From HIV to cancer, COVID-19 vaccines could pave the way for groundbreaking treatments & vaccines
'It opens up a whole new series of possibilities that we didn't have before,' says journalist
COVID-19 vaccines based on mRNA technology are showing promise in slowing the ongoing pandemic, but experts say it also shows promise for many other conditions.
"When we look back at the COVID-19 vaccine, [we'll say] 'Yes, it stopped the pandemic. It was a really important moment.' But it will be a little bit like [how] we now think of the very early vaccines or penicillin," Quartz journalist Annalisa Merelli told Day 6 host Brent Bambury.
Like traditional vaccines before it, Merelli says that mRNA-based vaccines could start a "new phase" of health innovations.
Before it was used in vaccines, researchers were looking at mRNA as a way to treat complex conditions. In an interview with Cross Country Checkup last November, Derek Rossi, the co-founder of biotech firm Moderna, said he imagined the molecule being used to treat genetic diseases.
Vaccines, he added, weren't even on his radar. "It wasn't a particularly good business model," he said.
"It opens up a whole new series of possibilities that we didn't have before," said Merelli.
But as COVID-19 vaccines from companies like Moderna and Pfizer-BioNTech prove successful, future mRNA-based vaccines and treatments could tackle complex viruses and illnesses, including HIV and cancer.
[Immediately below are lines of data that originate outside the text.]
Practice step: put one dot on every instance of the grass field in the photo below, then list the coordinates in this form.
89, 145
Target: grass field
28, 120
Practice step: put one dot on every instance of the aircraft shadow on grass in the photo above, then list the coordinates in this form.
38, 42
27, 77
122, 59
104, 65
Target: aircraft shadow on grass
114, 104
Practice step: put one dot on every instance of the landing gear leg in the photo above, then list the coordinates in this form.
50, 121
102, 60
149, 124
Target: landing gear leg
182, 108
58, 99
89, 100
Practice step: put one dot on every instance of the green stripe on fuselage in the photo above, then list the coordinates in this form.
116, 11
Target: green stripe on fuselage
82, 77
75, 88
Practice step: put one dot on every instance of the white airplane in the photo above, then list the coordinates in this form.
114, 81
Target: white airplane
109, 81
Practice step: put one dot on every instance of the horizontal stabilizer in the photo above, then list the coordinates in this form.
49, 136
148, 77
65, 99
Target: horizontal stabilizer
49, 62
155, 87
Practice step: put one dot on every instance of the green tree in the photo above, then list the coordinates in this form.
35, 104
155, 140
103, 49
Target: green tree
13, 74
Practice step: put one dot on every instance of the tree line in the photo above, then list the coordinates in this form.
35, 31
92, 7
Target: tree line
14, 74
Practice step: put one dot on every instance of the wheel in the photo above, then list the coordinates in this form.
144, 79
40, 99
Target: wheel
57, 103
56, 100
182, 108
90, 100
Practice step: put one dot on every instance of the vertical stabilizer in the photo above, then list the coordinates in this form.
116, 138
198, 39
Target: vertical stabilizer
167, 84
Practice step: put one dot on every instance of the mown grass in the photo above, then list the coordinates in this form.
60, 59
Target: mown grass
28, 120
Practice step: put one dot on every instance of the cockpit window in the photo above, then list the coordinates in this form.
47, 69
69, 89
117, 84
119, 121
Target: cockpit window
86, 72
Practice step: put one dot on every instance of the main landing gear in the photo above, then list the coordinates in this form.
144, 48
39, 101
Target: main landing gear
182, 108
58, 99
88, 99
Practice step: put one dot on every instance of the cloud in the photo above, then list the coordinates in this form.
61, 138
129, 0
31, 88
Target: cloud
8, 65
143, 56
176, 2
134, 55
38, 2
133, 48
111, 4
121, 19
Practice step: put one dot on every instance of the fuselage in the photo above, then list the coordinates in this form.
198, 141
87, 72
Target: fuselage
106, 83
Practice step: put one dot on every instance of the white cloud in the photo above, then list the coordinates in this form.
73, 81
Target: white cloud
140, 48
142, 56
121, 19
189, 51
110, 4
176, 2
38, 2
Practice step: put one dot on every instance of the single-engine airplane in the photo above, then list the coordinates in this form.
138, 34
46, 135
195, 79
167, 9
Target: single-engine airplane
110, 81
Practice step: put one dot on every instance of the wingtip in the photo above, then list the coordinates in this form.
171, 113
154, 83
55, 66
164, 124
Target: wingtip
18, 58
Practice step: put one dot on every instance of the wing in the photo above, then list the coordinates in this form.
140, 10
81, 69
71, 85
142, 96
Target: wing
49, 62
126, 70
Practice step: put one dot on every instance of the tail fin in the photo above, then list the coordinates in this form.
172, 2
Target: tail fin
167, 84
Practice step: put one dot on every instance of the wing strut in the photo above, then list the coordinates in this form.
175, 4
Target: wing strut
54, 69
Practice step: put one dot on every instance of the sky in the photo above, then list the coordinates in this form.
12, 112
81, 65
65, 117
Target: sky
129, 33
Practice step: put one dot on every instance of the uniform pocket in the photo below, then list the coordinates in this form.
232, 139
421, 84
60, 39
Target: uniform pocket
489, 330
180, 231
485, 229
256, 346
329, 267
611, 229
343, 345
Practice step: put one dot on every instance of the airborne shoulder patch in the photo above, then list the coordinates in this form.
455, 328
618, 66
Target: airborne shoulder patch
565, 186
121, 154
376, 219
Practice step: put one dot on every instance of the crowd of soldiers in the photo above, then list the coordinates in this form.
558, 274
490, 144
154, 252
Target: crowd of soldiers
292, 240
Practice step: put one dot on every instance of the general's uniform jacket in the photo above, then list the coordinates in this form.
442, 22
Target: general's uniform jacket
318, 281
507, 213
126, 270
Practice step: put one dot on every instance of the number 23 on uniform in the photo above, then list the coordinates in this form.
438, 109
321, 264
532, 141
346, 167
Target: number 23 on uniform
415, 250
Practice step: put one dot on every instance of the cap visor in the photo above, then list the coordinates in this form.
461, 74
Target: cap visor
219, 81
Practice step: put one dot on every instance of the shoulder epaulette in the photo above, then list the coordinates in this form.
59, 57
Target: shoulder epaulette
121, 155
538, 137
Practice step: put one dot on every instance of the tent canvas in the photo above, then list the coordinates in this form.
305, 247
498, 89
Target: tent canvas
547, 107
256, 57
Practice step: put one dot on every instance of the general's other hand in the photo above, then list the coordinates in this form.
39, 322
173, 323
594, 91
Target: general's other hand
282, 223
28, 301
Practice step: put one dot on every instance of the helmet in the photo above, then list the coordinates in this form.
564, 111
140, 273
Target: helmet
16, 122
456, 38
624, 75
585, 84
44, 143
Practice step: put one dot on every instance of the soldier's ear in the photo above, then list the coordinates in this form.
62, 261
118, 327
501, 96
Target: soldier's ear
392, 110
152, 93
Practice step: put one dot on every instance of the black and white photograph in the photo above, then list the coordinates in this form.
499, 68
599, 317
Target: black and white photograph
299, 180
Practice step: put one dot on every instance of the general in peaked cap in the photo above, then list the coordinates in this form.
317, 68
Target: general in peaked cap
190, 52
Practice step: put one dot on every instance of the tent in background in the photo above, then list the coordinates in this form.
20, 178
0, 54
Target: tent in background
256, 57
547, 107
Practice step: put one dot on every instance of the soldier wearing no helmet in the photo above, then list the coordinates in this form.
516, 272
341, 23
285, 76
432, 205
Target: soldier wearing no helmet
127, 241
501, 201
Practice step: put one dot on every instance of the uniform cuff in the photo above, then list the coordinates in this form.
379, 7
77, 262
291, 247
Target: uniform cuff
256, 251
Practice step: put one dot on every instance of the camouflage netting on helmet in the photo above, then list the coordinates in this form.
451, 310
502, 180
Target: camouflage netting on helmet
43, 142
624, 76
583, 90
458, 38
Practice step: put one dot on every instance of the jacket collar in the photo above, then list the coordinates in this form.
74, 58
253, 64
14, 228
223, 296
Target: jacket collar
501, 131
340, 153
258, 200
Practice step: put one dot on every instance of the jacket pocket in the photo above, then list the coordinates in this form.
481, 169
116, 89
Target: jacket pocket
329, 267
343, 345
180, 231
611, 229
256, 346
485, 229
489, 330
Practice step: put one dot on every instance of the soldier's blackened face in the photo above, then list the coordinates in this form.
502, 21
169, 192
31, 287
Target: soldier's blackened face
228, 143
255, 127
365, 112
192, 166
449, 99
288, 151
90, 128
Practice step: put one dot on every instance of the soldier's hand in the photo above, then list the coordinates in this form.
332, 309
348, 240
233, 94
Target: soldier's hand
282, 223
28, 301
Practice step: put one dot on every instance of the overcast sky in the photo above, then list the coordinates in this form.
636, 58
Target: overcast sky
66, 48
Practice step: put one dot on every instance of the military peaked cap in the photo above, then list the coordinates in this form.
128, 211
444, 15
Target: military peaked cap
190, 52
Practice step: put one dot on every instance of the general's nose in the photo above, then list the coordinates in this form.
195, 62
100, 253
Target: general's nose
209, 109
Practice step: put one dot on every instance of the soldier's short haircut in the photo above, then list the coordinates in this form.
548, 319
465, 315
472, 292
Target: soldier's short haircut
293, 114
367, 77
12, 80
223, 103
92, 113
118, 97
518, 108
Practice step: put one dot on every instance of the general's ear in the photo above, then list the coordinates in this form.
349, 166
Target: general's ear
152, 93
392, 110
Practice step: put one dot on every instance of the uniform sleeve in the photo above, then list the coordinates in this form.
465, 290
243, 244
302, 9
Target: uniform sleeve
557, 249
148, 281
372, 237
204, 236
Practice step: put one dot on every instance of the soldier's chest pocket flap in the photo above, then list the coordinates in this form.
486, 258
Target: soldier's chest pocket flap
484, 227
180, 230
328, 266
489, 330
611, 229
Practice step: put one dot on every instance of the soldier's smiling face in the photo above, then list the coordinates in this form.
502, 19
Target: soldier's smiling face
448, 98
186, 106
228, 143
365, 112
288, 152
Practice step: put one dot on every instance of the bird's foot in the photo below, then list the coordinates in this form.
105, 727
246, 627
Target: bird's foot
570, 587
The COVID-19 vaccines developed by both Moderna and Pfizer-BioNTech are based on modified messenger RNA technology, and trigger an immune response in the body.
COVID-19 vaccine revealed possibilities
Up until vaccines for COVID-19 were tested, approved and distributed, mRNA had not been used to prevent disease.
The urgency of the coronavirus pandemic helped push research and development on such a vaccine into overdrive, however.
"There was a lot of money, a lot of government money poured into research in mRNA … that allowed [researchers] to make leaps forward in terms of research and development," Merelli said.
According to University of Toronto HIV and molecular genetic researcher Alan Cochrane, mRNA offers a way to more rapidly generate potential vaccines over traditional methods.
"[Researchers] had to generate either the protein or the virus, purify it, make sure it wasn't toxic and inject it into the individual," he explained. "Hopefully you got an appropriate immune response."
With mRNA, however, researchers can quickly modify messenger RNA to target specific antigens and test multiple targets at the same time, simplifying vaccine creation.
Potential for HIV vaccine, treating cancer
HIV is one potential application for mRNA vaccines.
Cochrane, who studies HIV vaccines, explains that unlike COVID-19 which has mutated at a relatively slow pace, the human immunodeficiency virus mutates rapidly, meaning any potential vaccine would have to target multiple mutations in order to be effective.
"In the sense of an mRNA vaccine for HIV, I can see you could test multiple antigens at the same time so you can try and capture the diversity of the sequences," he said.
Moderna announced this month that it is developing an mRNA-based HIV vaccine, alongside seasonal flu and Nipah vaccines.
Researchers are also looking at mRNA as treatment for diseases and infections that science has long struggled to create vaccines for. Some research is even looking at treating alcohol addiction using the technology, according to Merelli.
In early January, BioNTech published research that found a possible mRNA-based vaccine for multiple sclerosis "delayed the onset and reduced the severity of established disease," in mice. It has not yet been tested or approved for human use.
Multiple sclerosis is an autoimmune disease that causes the immune system to attack the protective sheath surrounding nerve fibres, and can interrupt communication between the brain and body.
Merelli says that an mRNA vaccine could, in theory, tell the immune system to reduce its reaction to the disease, preventing damage to the body.
"It's like giving [your body] a new recipe book for ingredients that you already have in your body, and it tells you to use them in a little bit of a different way," she said. "That way you get a specific and very, very effective result."
A similar approach could be used in future cancer vaccines, according to Cochrane.
Cochrane cautions, however, that the "devil is in the details" when it comes to any potential vaccines or treatments.
"The potential is that we can program cells to produce things," he said.
"The question is, can we produce them at high enough levels in the right way to have the therapeutic benefit in the case of the vaccine?"